Saturday, November 1, 2014

November Comes In Like, Well, November

The first fire in the wood stove at the tirehouse, which I like to wait until November to build, happened one hour early; 11:00pm Halloween night, and it felt good. Today's cloud cover, cold, wild wind and temps in the 40's have me wondering why there isn't one going now.  Clouds and wind may keep the temperature from getting to freezing early tomorrow morning but by Monday morning the clear cold air, not long from its home in the north of Canada, will bring the first frost/freeze to most of Virginia.
Now there is a fire going and by the time I'm done with this blog, the chill should be gone.

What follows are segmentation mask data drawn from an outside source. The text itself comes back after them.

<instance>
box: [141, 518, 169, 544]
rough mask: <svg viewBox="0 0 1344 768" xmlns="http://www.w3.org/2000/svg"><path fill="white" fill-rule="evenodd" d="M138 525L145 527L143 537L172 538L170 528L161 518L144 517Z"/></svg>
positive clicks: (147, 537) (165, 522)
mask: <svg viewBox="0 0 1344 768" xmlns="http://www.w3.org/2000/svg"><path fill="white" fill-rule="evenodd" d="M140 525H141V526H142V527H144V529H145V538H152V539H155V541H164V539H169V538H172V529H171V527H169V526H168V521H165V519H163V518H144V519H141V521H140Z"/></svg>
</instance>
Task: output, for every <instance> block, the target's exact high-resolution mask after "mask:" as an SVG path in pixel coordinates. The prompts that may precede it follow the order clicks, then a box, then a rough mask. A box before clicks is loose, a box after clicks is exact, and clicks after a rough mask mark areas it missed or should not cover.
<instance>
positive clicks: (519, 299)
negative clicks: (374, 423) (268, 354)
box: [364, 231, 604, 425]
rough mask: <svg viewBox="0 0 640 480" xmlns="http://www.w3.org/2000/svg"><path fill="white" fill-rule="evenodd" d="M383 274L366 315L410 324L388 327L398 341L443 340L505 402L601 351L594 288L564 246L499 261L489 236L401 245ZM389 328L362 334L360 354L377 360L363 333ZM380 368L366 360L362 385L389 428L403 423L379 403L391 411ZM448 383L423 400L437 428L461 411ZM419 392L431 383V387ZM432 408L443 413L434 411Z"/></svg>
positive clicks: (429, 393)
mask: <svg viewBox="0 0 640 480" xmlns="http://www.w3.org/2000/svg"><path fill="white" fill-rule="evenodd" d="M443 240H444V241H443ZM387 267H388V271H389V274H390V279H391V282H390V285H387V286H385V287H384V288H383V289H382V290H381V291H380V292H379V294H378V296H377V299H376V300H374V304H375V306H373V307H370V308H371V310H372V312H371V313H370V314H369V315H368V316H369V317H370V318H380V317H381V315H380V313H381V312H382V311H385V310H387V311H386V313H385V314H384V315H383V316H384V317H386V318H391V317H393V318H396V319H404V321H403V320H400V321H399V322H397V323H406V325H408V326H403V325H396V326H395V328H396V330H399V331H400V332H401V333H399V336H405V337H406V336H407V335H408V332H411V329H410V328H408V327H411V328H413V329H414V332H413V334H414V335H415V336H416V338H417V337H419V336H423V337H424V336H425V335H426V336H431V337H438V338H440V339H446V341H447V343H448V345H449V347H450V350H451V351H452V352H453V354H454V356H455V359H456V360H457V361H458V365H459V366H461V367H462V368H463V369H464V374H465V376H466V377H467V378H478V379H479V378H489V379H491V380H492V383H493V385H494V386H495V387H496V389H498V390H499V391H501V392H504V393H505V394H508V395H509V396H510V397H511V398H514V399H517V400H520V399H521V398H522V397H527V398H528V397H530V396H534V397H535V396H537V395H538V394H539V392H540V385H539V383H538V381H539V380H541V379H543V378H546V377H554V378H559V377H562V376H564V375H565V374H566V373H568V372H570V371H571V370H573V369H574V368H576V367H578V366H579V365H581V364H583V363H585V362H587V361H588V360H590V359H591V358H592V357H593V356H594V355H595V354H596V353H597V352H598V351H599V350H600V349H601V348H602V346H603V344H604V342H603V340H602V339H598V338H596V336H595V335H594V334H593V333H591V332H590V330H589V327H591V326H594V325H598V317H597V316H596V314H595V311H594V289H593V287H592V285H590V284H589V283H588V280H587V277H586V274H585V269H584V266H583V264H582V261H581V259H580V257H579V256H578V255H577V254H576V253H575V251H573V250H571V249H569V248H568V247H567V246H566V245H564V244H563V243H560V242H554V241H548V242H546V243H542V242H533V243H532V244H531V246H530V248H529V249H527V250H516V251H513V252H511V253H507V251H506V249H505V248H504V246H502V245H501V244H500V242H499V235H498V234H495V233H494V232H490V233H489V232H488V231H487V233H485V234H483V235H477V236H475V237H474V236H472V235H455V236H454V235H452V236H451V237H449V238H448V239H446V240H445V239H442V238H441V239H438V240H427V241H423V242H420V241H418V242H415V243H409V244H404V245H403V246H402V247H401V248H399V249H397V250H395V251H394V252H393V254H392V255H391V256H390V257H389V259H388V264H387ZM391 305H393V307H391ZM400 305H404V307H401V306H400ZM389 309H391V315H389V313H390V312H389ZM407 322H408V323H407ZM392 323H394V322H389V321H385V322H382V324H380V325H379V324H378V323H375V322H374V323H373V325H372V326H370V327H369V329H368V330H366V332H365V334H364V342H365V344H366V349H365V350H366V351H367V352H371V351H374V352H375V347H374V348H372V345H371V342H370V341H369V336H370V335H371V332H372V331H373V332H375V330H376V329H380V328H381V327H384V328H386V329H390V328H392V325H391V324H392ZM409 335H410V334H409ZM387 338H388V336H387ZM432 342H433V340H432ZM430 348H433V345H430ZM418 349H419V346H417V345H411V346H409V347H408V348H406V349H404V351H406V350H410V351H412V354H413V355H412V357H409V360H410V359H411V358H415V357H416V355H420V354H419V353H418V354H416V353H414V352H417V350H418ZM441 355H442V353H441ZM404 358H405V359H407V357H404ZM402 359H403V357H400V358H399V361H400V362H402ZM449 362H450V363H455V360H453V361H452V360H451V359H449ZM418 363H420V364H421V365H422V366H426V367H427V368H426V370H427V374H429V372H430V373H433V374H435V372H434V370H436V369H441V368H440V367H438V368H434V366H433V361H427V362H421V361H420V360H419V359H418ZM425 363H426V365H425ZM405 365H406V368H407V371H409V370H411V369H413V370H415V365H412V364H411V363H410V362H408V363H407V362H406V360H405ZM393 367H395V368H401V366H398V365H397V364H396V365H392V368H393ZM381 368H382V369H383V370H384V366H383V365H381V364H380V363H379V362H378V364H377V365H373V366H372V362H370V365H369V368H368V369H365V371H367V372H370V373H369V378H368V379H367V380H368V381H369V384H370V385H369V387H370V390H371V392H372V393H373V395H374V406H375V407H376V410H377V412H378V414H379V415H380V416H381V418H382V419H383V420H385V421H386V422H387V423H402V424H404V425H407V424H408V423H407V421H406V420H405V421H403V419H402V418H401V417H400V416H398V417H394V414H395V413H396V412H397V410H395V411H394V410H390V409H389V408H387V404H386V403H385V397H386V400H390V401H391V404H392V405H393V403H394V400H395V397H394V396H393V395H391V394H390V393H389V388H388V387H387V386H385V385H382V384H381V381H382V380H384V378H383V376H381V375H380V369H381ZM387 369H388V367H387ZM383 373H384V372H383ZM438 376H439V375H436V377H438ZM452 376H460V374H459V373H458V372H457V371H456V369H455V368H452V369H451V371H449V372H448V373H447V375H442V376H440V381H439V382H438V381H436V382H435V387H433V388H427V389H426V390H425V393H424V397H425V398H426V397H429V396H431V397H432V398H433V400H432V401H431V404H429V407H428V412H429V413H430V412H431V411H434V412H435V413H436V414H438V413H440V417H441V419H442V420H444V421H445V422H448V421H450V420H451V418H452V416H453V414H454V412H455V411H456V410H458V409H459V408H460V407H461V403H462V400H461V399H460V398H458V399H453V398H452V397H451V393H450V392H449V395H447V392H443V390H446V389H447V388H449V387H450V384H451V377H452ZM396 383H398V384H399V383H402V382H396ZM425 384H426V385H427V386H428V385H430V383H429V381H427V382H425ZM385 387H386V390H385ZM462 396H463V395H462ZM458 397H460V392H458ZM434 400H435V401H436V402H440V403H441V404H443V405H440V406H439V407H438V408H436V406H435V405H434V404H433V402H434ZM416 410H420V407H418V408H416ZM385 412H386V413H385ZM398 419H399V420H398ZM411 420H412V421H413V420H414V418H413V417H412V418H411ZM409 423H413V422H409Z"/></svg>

Where to start after more than 3 months of no blogging? We've gone from a lovely summer with lots of cool dry days and sufficient rain through a dry spell in September and October back to plenty of rain but no frost. The moon has leveled up with Earth to go through an eclipse cycle; a total lunar and two weeks later a partial solar, neither easily seen here in Va. Mars lingers in the west but low and the other planets are hidden behind the sun from earth view, in the evening, anyway.
The Atlantic hurricane season, while technically lasting another month, has been very quiet while the Pacific, that so poorly named ocean, has been anything but passive. 18 named storms at last count and several have pounded Baja California and drifted north to bring flooding rains to the desert southwest. The moisture from one actually made it all the way across the country to the east coast. Southeast Asia has been nailed several times with storms and Hawaii has had near misses.
Hawaiian volcanoes have stirred up of late, rolling lava into settled areas creating havoc for residents. Bardarbunga in Iceland has that island nation watching carefully, Popo outside Mexico City has also not taken much of a break for much of the late summer or fall. No big earthquakes of late, unless you live in Oklahoma, and they aren't big just ongoing, daily with likely daily denial from the oil (what's wrong with blowing up the earth for hydrocarbons) industry. When there are more earthquakes daily in Oklahoma than California, there is a problem and it's not the planet suddenly firing up a billion year old fault zone under the plains. It's all of us and our daily need, craving, refusal to change and greed for oil...and shopping.
And, with that, my oil tirade and look at the planet from a November view will wind down. The semester is in the home stretch, the fall party season here at the tirehouse is done and I face a big chronology check in 17 days. But, the planet spins on, not worried about us just doing that "big rock flying through space" thing that it has been doing for 4 1/2 billion years and will continue for likely several billion more. We'll see if our spawn are around to see what the future does indeed bring. For the moment, and that's really all we can deal with, I'm going to bundle up and go for a wander on this lovely little planet, hope you get out, too, today on Earth.